In den letzten Jahrzehnten wird eine starke Zunahme der Häufigkeit und Schwere von Naturkatastrophen beobachtet. Dafür gibt es eine Reihe von Gründen, für die hauptsächlich der Mensch verantwortlich ist: die weltweite Bevölkerungszunahme (v. a. in der Dritten Welt), der mit steigendem Lebensstandard wachsende Sachwert, die Konzentration von Bevölkerung und Sachwerten in Großstadträumen, die Besiedlung und Industrialisierung stark naturgefährdeter Regionen, die Schadensanfälligkeit moderner Gesellschaften und Technologien sowie die Änderung der Umweltbedingungen. Vor allem in Ländern der Dritten Welt treten Naturkatastrophen häufiger in Erscheinung und verursachen immer größere Schäden, denn hier werden infolge des rapiden Bevölkerungswachstums zunehmend auch katastrophengefährdete Küsten- (z. B. in Bangladesh) und Berggebiete (z. B. im Himalaja und in den Anden) besiedelt; Vorsorge- und Schutzmaßnahmen - sofern es sie überhaupt gibt - können mit diesen Entwicklungen nicht Schritt halten. In den Industrieländern werden inzwischen katastrophenanfällige Standorte auch wirtschaftlich genutzt (z. B. Tourismuszentren in Florida, Kernkraftwerke und Staudämme an Erdbebenverwerfungen in Kalifornien, Offshoreplattformen in der Nordsee und im Golf von Mexiko, Besiedlung von Überschwemmungsflächen, Bebauung steiler Hänge). Hier wächst zudem die Schadensauswirkung durch wirtschaftliche Vernetzung. Verschiedene große Naturkatastrophen der letzten Jahre (z.

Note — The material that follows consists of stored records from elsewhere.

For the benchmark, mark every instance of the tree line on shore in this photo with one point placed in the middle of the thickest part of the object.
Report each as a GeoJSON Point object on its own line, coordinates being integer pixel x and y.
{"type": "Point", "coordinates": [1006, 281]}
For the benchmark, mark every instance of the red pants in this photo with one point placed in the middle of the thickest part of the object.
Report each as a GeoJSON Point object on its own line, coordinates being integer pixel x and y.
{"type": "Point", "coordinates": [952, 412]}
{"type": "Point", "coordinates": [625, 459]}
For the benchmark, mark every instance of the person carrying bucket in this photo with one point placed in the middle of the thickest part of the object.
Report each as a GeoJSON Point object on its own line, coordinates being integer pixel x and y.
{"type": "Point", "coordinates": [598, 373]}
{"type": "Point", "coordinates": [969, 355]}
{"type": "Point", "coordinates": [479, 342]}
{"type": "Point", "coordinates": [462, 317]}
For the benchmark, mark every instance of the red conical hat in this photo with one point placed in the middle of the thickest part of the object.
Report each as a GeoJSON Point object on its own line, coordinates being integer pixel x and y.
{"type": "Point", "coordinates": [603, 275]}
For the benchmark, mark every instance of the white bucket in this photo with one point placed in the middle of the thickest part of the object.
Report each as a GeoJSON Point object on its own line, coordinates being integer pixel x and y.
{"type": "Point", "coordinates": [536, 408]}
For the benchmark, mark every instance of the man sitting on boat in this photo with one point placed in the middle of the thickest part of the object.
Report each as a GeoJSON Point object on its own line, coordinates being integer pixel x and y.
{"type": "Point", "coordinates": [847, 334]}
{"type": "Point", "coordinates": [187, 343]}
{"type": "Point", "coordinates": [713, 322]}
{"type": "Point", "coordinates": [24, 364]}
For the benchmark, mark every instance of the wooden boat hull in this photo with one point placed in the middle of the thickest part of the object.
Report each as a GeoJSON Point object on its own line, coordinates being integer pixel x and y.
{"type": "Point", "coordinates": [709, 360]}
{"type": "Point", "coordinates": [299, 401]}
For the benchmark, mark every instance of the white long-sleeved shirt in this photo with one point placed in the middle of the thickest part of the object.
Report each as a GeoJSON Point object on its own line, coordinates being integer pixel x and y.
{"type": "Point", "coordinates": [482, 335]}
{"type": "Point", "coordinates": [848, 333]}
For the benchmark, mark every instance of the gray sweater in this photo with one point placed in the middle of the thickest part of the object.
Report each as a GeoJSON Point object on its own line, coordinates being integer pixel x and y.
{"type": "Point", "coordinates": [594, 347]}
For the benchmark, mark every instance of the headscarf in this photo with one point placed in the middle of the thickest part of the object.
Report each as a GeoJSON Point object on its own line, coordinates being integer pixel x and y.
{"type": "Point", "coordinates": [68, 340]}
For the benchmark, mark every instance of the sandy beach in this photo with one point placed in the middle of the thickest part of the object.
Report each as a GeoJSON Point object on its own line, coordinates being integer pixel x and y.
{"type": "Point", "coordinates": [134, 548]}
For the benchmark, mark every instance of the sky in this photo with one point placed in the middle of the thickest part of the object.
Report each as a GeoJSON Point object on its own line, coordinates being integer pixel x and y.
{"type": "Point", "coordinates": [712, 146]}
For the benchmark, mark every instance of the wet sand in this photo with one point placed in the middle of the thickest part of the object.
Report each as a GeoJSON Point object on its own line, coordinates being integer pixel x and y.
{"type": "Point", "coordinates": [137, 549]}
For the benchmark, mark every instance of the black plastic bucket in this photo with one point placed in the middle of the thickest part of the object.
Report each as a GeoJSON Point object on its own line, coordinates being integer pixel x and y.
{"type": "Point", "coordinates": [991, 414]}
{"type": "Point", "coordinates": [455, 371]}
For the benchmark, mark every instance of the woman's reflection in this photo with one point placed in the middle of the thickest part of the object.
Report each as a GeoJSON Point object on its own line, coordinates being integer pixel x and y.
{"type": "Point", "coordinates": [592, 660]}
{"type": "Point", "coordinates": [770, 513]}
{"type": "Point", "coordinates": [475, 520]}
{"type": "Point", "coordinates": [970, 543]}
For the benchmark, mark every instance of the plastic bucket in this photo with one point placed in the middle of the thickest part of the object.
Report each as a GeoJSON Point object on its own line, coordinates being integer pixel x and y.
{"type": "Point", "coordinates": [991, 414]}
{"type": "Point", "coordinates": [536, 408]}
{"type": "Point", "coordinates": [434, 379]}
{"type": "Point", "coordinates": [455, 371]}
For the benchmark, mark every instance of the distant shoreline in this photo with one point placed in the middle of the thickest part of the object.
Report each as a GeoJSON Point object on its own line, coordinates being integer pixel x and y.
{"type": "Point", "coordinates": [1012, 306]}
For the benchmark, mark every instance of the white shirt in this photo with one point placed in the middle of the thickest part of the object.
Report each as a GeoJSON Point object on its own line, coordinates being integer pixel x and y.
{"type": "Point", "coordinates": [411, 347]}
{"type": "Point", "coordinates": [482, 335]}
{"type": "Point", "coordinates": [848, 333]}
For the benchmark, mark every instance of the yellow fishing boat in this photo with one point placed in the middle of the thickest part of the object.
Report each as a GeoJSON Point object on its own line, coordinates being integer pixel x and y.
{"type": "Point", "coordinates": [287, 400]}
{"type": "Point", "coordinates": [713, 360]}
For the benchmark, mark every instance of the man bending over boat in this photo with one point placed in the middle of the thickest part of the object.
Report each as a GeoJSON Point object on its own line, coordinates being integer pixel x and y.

B. Hurrikan »Andrew« in Florida 1992, Erdbeben in Kōbe 1995) zeigen, dass die von ihnen ausgehenden Schäden heute Größenordnungen von 100-1 000 Mrd. DM erreichen können. Das Eintreten derartiger Extremereignisse (»Worst-Case«-Szenarien) kann zum wirtschaftlichen Zusammenbruch ganzer Regionen und Länder führen, unter Umständen sogar weltweite Auswirkungen z. B. im Banken- und Versicherungssektor nach sich ziehen. So geraten Entwicklungsländer oft schon bei geringeren Schäden in große wirtschaftliche
 
Schwierigkeiten.
 
Für eine Zunahme von Zahl und Stärke der Naturkatastrophen selbst gibt es eine Reihe von Indizien, die allerdings wegen der großen natürlichen Schwankungsbreite nur selten statistisch gesichert sind. Eine besondere Rolle spielt die Frage, ob die vermutete deutliche Klimaänderung bereits in Witterungserscheinungen zum Ausdruck kommt und ob oder inwieweit sie vom Menschen verursacht ist. Als Folge der Erwärmung der Atmosphäre durch den zusätzlichen (anthropogenen) Treibhauseffekt können voraussichtlich in bestimmten Regionen der Erde künftig generell mehr Überschwemmungen und Sturzfluten, Hagelschläge und Unwetter, tropische Wirbelstürme und Winterstürme, Sturmfluten und Bergstürze, Hitzewellen und Dürren auftreten. Andere Regionen würden dagegen durch die Erwärmung begünstigt. Der weitere Abbau der stratosphärischen Ozonschicht (Ozonloch) wird zu erheblichen Schädigungen der Biosphäre (v. a. in hohen Breiten) führen. Als Folge des langfristigen Meeresspiegelanstiegs (seit Anfang des 20. Jahrhunderts etwa 10 cm) fühlen sich zahlreiche Länder existenziell bedroht. Sie haben sich deshalb zur »Vereinigung kleiner Inselstaaten« (englisch Abkürzung AOSIS) zusammengeschlossen und fordern mit Nachdruck globale Gegenmaßnahmen.
 
Die dramatische Zunahme der Auswirkungen von Naturkatastrophen kann nur dann mit Erfolg begrenzt werden, wenn weltweit Vorsorge- und Schutzmaßnahmen ergriffen werden. Dazu gehören: Vorhersage- und Warndienste (z. B. Sturm- und Überschwemmungswarnung, ständige instrumentelle Überwachung von Vulkanen), Katastrophenhilfe (z. B. Evakuierung, Suchtrupps, Notversorgung und -unterbringung, rascher Wiederaufbau), Bauvorschriften (z. B. für erdbebensichere Konstruktion) und Bauüberwachung, Landnutzungsbeschränkungen (z. B. in Überschwemmungsgebieten), Schutzbauten (z. B. Schutzräume, Deiche und Dämme, Renaturierung von Flussläufen), Aufklärung und Ausbildung der Bevölkerung, Katastrophenmanagement (z. B. nationale und internationale Koordination, Bevorratung von Hilfsgütern), Forschung (z. B. Untersuchungen zur Katastrophenanfälligkeit von Bauwerken, Infrastruktur und Gesellschaft; Hagelbekämpfung; Erdbebenvorhersage), Versicherung (vertraglicher Schutz gegen finanzielle Schäden, in bestimmten Fällen staatliche Zwangsversicherungsprogramme).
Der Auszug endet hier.